On sait peu de choses sur la vie de Marlowe, comme sur celle de nombreuses personnalités de cette époque. Les circonstances de sa mort ont longtemps tenu plus de la légende que d'une vraie compilation des faits qui sont parvenus jusqu'à nous. Il semble qu'il a été assassiné le 30 mai 1593 dans un pub de Deptford par des hommes des renseignements royaux, quelques jours après avoir été condamnés pour hérésie.
Cette mort mystérieuse est l'aboutissement d'une vie trouble, impossible à synthétiser en ces quelques lignes, et marquée par des soupçons d'espionnage, d'athéisme et d'homosexualité. Mais il est aujourd'hui impossible de séparer le vrai du faux, tant l'existence de Marlowe était secrète et complexe. De plus, ces allégations ne se basent que sur des interprétations des oeuvres de Marlowe et sur des éléments discutables, fournis par des personnes aux intentions peu claires.

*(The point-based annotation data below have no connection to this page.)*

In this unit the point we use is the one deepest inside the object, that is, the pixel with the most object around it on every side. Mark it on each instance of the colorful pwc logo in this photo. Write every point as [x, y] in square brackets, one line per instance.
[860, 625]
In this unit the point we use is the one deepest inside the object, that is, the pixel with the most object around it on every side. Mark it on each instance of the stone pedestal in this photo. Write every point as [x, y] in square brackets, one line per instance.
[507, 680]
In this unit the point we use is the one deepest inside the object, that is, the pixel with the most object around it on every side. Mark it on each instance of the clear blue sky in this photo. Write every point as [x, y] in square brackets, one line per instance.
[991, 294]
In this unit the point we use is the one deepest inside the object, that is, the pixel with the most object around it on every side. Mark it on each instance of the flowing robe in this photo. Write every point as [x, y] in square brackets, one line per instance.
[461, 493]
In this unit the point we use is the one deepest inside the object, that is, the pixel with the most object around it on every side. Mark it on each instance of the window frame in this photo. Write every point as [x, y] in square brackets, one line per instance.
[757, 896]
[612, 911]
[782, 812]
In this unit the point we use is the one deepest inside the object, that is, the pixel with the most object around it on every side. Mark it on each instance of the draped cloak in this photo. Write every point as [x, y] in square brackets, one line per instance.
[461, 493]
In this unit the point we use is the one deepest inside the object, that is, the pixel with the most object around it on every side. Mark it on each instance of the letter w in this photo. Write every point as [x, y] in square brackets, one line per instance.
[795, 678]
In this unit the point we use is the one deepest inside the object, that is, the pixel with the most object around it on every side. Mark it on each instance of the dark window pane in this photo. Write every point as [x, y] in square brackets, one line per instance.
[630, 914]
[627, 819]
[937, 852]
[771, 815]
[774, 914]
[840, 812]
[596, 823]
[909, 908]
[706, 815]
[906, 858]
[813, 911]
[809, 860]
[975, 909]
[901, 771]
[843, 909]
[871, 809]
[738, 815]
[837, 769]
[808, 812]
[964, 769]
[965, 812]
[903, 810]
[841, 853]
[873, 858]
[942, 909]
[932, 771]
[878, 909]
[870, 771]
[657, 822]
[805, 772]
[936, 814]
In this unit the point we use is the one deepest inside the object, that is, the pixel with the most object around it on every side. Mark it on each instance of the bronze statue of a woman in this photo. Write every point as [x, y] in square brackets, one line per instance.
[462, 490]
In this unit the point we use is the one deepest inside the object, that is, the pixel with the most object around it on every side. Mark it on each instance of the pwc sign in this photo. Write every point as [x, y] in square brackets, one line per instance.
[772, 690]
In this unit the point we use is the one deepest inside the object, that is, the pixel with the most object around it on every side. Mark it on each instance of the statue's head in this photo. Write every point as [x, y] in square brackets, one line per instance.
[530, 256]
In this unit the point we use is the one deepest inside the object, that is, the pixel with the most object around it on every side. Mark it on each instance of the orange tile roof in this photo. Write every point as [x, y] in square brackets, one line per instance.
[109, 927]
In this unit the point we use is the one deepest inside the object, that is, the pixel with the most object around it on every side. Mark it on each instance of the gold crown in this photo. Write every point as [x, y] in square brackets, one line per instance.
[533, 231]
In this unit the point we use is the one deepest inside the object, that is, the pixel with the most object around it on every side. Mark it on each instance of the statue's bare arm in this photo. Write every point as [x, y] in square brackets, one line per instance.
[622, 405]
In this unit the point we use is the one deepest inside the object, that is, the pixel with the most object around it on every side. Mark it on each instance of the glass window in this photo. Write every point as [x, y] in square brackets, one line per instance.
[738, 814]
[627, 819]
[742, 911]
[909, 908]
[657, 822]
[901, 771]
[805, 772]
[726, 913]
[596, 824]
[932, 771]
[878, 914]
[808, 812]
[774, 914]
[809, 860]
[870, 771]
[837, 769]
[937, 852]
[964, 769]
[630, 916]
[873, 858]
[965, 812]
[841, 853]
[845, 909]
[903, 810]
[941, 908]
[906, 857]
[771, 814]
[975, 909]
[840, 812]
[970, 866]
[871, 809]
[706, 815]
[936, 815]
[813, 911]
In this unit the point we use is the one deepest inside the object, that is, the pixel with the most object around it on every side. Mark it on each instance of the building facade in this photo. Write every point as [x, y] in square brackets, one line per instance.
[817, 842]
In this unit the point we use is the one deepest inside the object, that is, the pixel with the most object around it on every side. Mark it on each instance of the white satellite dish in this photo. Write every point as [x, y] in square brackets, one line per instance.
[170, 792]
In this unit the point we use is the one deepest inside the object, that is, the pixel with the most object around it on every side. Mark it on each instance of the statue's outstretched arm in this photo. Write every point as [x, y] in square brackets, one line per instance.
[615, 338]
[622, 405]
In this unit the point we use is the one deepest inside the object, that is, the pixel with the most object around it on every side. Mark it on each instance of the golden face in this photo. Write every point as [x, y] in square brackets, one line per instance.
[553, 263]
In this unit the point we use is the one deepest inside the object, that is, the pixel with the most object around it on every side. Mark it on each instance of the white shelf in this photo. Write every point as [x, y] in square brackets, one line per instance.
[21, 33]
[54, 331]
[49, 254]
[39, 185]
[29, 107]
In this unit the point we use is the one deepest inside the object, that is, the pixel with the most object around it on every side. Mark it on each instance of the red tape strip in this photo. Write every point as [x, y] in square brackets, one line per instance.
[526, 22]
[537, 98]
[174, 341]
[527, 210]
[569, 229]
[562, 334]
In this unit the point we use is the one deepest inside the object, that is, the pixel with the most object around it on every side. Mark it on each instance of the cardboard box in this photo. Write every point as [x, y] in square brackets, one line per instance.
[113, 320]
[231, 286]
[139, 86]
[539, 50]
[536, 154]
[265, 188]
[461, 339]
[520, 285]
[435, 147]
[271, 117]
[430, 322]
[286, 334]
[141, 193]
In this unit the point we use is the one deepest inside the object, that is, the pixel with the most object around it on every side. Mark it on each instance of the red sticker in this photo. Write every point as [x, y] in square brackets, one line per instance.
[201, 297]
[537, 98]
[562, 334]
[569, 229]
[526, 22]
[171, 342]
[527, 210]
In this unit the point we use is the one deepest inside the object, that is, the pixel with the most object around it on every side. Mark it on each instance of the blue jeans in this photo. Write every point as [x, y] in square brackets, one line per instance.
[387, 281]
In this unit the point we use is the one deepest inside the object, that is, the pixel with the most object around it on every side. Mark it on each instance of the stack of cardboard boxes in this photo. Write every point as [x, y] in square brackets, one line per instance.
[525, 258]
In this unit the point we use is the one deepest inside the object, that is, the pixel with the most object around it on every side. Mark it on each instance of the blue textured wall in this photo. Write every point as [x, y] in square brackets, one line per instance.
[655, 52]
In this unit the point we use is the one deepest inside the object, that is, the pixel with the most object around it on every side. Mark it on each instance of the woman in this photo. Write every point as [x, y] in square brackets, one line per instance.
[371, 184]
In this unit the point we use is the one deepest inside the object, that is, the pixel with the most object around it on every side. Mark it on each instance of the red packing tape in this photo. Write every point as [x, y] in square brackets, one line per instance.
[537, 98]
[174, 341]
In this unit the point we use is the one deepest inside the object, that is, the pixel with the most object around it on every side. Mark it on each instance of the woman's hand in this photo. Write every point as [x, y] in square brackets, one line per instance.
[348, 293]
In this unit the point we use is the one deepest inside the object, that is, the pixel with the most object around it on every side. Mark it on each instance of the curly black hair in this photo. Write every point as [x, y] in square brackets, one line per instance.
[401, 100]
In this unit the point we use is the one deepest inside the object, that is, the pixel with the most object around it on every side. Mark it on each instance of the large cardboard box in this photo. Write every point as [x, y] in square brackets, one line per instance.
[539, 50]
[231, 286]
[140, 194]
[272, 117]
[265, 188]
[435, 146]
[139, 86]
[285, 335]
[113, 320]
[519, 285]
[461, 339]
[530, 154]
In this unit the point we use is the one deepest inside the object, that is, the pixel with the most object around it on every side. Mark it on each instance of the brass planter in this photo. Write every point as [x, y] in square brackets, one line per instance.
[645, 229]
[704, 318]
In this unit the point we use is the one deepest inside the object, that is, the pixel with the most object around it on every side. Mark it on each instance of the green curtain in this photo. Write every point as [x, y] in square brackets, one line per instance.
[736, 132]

Depuis la fin du XIXe siècle, une théorie existe, qui suggère que Marlowe a feint sa mort et a continué à écrire sous le nom de
William Shakespeare. Le travail le plus récent allant dans ce sens est celui d'A.D. Wraight,
The Story that the Sonnets Tell.
En outre, le personnage de Marlowe apparaît dans de nombreuses oeuvres contemporaines. Ainsi, en 1998,
Rupert Everett dans
Shakespeare in Love incarne un Marlowe qui aide Shakespeare à écrire
Roméo et Juliette, et dont les dernières paroles dans le film sont « Je pars pour Deptford ». Il apparaît également aux côtés de Shakespeare dans un épisode du
Sandman de
Neil Gaiman. Une constante dans les fictions prenant Marlowe comme personnage principal ou secondaire est la spéculation sur les mystères entourant sa vie et sa mort.
Enfin, plus de quatre cents ans après sa mort, son oeuvre continue à déranger : en 2005, alors que
Tamburlaine devait être joué à Londres, la scène lors de laquelle celui-ci brûle le Coran est changée au profit d'un holocauste de tous les textes religieux. Ce « choix artistique » du metteur en scène qui nia avoir censuré la pièce change pourtant considérablement le ton et la teneur de l'oeuvre principale de celui qui n'a pas fini d'embêter les pouvoirs en place.